De dicteermachine is een uitvinding van T.A. Edison in 1876 voor het vastleggen en weergeven van gesproken woord. Het was niet de eerste machine waarmee geluid kon worden vastgelegd, deze uitvinding staat op naam van de Fransman Édouard-Léon Scott de Martinville. Reeds op 25 maart 1857 verkreeg hij patent op de Phonautograph, een instrument voor onderzoek naar stemgeluid.

Ten tijde van het gebruik van de schrijfmachine op kantoor was het opnemen van een dictaat zeer gebruikelijk. Het typen gebeurde vrijwel uitsluitend door typistes, veelal zelfs op een specifieke typekamer.

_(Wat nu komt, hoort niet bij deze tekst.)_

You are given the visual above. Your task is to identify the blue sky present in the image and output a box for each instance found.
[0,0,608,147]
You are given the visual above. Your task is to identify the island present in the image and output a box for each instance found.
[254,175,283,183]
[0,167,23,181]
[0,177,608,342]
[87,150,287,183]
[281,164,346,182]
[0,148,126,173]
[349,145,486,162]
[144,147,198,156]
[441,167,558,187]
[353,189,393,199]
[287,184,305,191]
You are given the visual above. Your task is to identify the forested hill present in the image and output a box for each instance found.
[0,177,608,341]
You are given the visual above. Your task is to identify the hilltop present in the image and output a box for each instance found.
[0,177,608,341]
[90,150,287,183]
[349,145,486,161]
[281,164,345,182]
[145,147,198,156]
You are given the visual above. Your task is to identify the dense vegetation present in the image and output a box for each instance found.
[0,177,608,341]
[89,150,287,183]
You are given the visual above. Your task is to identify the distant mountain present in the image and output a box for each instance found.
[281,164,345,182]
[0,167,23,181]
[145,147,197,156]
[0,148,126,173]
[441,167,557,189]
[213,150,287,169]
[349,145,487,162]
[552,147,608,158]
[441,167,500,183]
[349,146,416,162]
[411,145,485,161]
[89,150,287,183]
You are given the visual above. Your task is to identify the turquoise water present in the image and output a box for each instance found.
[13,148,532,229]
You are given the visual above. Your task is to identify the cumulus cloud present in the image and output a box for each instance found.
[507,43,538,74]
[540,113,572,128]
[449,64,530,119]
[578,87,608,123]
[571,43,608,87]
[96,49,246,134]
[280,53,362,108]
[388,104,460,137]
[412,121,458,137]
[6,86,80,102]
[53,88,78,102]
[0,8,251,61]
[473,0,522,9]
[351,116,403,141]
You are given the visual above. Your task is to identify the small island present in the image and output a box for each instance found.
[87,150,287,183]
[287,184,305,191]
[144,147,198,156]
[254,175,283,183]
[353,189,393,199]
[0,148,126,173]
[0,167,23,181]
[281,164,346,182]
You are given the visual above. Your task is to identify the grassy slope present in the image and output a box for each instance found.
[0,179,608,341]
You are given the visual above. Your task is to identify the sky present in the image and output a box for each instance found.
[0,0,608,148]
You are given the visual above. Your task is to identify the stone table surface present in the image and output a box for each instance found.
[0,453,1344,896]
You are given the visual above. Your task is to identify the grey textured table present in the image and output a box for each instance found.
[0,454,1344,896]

Als snel werd gezocht naar een oplossing om de nadelen van de werkwijze waarbij de dicteerder een stenotypiste nodig had om het dictaat op te nemen. De voordelen van het gebruik van een dicteermachine werden als volgt omschreven:

  • onafhankelijkheid van een steno-typiste
  • dicteren op eigen snelheid zonder herhalen
  • uitwerking mogelijk door typiste zonder aanwezigheid tijdens het dicteren
  • mogelijkheid tot uitwerken door meerdere typistes
  • onduidelijk steno is afhankelijk van de persoon die het dictaat heeft opgenomen

Natuurlijk werd ook al snel enkele bezwaren naar voren gebracht. Het zeer duidelijk articuleren, zeker in een vreemde taal was noodzakelijk om goed verstaanbaar te zijn.

Werking

De dicteermachine van Edison, de Ediphone registreerde geluid op een wasrol. Een dicteerinstallatie bestond naast de dicteermachine uit een afluistermachine en een schaafmachine. Men dicteerde in een spreekhoorn, in een handmicrofoon of in een tafelmicrofoon. Deze laatste werd toegepast in een omgeving zonder al te veel storende geluiden of lawaai. Via een saffier werd het geluid in de draaiende wasrol gegroefd. De microfoon en de wasrol lopen gesynchroniseerd, dit om te regelen dat wanneer de dicteerder de microfoon uitschakelde om te pauzeren ook de wasrol stopte.
Het systeem van Edison kreeg concurrentie van de Dictaphone dicteerinstallatie, met gelijke apparatuur en ook gebruikmakend van wasrollen. Inmiddels waren de systemen voorzien van een indicator die gelijktijdig een indicatie-strookje aanmaakte met informatie over lengte en eventuele correctie voor de typiste.
Een verdere ontwikkeling was het gebruik van vlakke gelatine platen die aan beide zijden eenmalig kon worden gebruikt. De kostprijs van deze platen was laag en een investering in een schaafmachine overbodig. Een ander voordeel was dat de platen eenvoudig per post konden worden verzonden en zelfs op een grammofoon worden afgespeeld.